The peacock continued. “She and her Lothario stole my horse, and–”
“Hold on there, Blyer. The man Hawk done come by here yesterday, ‘splaining hisself over the chestnut, and he was on the up and up.” No use pointing out his relationship to ole Hawk. “ 'Sides, ya told me last night the lady rescued your mare.”
“I was less than honest–a gentlemanly gesture on my part. I thought to save face for the woman.” Blyer dusted the arm of his coat. “May I sit down?”
Again Tom shrugged. “Makes me no never mind.”
Blyer lowered himself into a straight chair, then crossed his legs. Tom Ellis had never had any use for a man that crossed his legs like that. Seemed kinda sissy to him.
“I have much to say, sheriff.”
Doggone it, Tom was hungry and tired, and how long was this plucked peacock going to keep him from Barbara and the girls? A man sure had to put up with a lot of bull hockey to put food on the table. “If ya got more to say, Blyer, get on with it.”
“Are you familiar with the Shafter silver-smuggling ring?”

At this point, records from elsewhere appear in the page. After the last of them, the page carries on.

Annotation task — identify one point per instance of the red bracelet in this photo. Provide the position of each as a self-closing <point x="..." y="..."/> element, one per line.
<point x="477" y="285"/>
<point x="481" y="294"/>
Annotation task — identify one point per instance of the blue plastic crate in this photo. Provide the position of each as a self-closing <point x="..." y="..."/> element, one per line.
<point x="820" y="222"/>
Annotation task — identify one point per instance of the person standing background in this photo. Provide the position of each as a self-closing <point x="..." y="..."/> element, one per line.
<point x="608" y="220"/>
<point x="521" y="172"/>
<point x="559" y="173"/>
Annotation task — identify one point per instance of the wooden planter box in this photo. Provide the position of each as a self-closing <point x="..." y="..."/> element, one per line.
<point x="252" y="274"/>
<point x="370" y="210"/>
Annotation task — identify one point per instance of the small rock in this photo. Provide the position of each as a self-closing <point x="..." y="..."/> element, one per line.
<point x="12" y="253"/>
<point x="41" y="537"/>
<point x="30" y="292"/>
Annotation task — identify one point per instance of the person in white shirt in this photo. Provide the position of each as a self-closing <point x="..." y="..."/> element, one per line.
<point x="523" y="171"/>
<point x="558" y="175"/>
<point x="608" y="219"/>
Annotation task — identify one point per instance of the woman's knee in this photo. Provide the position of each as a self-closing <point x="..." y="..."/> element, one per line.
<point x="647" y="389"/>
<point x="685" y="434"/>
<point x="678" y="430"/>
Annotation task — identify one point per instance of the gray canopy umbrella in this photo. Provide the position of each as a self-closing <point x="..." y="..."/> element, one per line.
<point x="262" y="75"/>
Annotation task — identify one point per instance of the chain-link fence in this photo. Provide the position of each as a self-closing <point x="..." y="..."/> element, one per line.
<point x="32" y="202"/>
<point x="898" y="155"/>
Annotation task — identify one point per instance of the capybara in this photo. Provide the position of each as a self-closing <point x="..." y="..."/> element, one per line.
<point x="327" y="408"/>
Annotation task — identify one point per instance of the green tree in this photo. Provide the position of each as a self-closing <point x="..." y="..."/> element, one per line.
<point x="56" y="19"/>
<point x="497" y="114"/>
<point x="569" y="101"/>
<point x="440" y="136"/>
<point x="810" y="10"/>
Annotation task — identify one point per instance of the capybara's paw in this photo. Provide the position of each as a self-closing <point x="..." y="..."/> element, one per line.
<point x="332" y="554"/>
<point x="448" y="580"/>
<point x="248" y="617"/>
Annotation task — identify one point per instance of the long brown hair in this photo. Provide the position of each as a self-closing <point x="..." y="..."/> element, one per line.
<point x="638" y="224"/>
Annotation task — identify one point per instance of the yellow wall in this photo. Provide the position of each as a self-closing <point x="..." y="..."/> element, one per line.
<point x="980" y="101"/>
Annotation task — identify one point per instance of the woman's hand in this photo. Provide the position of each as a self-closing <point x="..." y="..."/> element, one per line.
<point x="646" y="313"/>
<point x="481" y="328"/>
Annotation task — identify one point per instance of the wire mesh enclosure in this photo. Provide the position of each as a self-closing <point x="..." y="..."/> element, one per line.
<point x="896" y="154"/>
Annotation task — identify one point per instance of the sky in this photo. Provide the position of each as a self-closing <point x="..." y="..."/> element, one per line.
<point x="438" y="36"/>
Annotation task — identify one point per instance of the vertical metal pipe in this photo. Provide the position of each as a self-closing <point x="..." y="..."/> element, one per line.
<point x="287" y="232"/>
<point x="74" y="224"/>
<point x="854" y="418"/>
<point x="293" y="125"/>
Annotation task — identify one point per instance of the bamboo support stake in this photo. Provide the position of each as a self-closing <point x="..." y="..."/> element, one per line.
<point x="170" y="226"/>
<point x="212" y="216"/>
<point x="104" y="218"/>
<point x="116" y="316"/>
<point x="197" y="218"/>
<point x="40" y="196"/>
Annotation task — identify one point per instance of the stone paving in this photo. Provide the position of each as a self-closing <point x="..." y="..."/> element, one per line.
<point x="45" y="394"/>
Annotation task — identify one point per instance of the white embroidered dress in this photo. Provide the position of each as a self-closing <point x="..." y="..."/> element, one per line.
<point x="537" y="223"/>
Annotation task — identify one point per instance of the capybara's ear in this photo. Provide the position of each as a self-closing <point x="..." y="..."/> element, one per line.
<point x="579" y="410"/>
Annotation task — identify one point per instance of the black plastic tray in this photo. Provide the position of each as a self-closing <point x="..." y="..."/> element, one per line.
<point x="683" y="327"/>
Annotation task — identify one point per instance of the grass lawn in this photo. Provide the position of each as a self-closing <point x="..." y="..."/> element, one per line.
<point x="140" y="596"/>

“Yep. That lawyer feller Ellersby, outta San Antonya, come in here a couple days back and was jawing about it.”
“I can assist in solving the case.”
“Seems to me ole Al Ellersby said 'twas settled. Gonzáles and his boys got theirs from the Rangers.”
“Not all of the miscreants were killed.”
The Sheriff watched as ole Prissy Britches, a smooth smile moving across his pasty face, settled a forearm on his desk. Tom chuckled. This ole desk had long been needing a good dusting.
“Miss Charity McLoughlin was involved in the crime. Deeply involved. She was the money carrier. She, sir, is a fugitive from justice.”
“Them's serious allegations, son. 'Specially against the daughter of Senator McLoughlin. He's a mighty powerful man in Washington. I shore would hate to be in your shoes if–where'd ya get those silly lace-up things, by the way?”